Snow Day!

This past week has been absolutely lovely with 2 snow days and 1 more snow day for the students (but an optional workday for teachers).  The words “optional workday” should be read as “we don’t want you to stay home, but if you come in to work and slip and fall on the snow and ice that we haven’t removed yet, you can’t sue us; it was YOUR decision to come.”

The snow could not have come at a more opportune time for me.  I have been nursing a very bad cold that is trying desperately to turn into bronchitis, or worse.  The days of rest were exactly what I needed to stave off the worst.  I could take what, for all intents and purposes, were sick days without having to pay for a substitute teacher, lose sick days, or write 11 pages worth of lesson plans per day.  (By the time I’ve done all that, it’s really not worth it to stay home, which is why most teachers keep working when they’re sick.). However, these precious days of recuperation are not without their cost.
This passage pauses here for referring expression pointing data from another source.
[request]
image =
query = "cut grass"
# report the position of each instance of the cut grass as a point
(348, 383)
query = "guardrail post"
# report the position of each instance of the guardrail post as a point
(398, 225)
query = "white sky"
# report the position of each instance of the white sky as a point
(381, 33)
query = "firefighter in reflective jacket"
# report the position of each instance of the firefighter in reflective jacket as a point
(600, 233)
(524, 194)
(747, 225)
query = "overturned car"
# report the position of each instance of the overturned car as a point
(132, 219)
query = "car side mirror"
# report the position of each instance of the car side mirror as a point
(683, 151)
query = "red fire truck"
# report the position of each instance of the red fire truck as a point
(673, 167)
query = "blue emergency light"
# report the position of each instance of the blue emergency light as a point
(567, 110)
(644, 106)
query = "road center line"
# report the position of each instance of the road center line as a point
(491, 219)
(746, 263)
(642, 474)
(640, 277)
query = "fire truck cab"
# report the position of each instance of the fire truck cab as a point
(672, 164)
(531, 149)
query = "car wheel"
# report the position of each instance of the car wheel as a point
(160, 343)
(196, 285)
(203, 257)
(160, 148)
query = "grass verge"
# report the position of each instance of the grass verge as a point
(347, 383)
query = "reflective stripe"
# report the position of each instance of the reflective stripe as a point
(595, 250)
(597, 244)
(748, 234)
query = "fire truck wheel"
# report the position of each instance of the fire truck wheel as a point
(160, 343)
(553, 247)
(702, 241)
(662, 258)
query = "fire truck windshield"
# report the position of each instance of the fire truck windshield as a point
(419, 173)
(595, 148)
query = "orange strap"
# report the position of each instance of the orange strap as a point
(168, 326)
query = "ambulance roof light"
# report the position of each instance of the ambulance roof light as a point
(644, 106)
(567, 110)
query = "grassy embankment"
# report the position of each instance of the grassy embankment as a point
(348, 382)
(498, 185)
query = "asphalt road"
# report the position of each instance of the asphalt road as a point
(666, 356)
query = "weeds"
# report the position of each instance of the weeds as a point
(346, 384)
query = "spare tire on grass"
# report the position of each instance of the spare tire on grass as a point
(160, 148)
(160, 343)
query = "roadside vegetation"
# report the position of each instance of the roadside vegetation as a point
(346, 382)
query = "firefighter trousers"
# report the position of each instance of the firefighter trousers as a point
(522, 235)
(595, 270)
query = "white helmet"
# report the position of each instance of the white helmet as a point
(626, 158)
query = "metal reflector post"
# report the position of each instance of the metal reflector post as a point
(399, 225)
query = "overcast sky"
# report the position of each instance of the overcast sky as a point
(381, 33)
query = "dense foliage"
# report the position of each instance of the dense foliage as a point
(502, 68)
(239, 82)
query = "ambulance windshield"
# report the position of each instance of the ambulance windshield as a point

Now, most teachers live for snow days.  It just wouldn’t be a proper school year without one of these glorious little unexpected holidays.  However, MY colleagues were all moaning about the decision and wishing the days weren’t called.  There were various extenuating circumstances, like being in the middle of mid-year standardized testing and having report cards due, but the main reason is because for every snow day called, our school district will take away one of our annual leave days.  Keep in mind, we also still have to make the day up.  Two of our future teacher workdays have now been taken away and the children ordered to appear for school as usual.

Every other school district for which I have worked has built in snow days to their calendar.  They expect it will happen, and when it does, everybody just enjoys their little surprise respite from school free and clear.  Nobody has to make it up; nobody loses leave days; nobody gets hurt.

Because the leave days were taken from us, now many of us (including yours truly) will not have enough annual leave days to cover spring break (for which they also dock our annual leave time), even though we came in on the third day, walking precariously over the uncleared snow and ice in front of our school doors to be present and accounted for.  When we run out of our precious annual leave days, our pay will be docked.  I will be missing pay from my check that month, removed because I did not have enough annual leave, even though I won’t have been able to come in to my building to work either the snow or the spring break days, and despite the fact that I was even working on school duties while I was at home those days.

I swear, this school district makes an art form out of cheating its teachers out of their benefits and pay any way they can find.  When they can’t find a way, they invent a new way.  If only they would channel that energy for good purposes instead of evil, this might be a truly great place to go to school.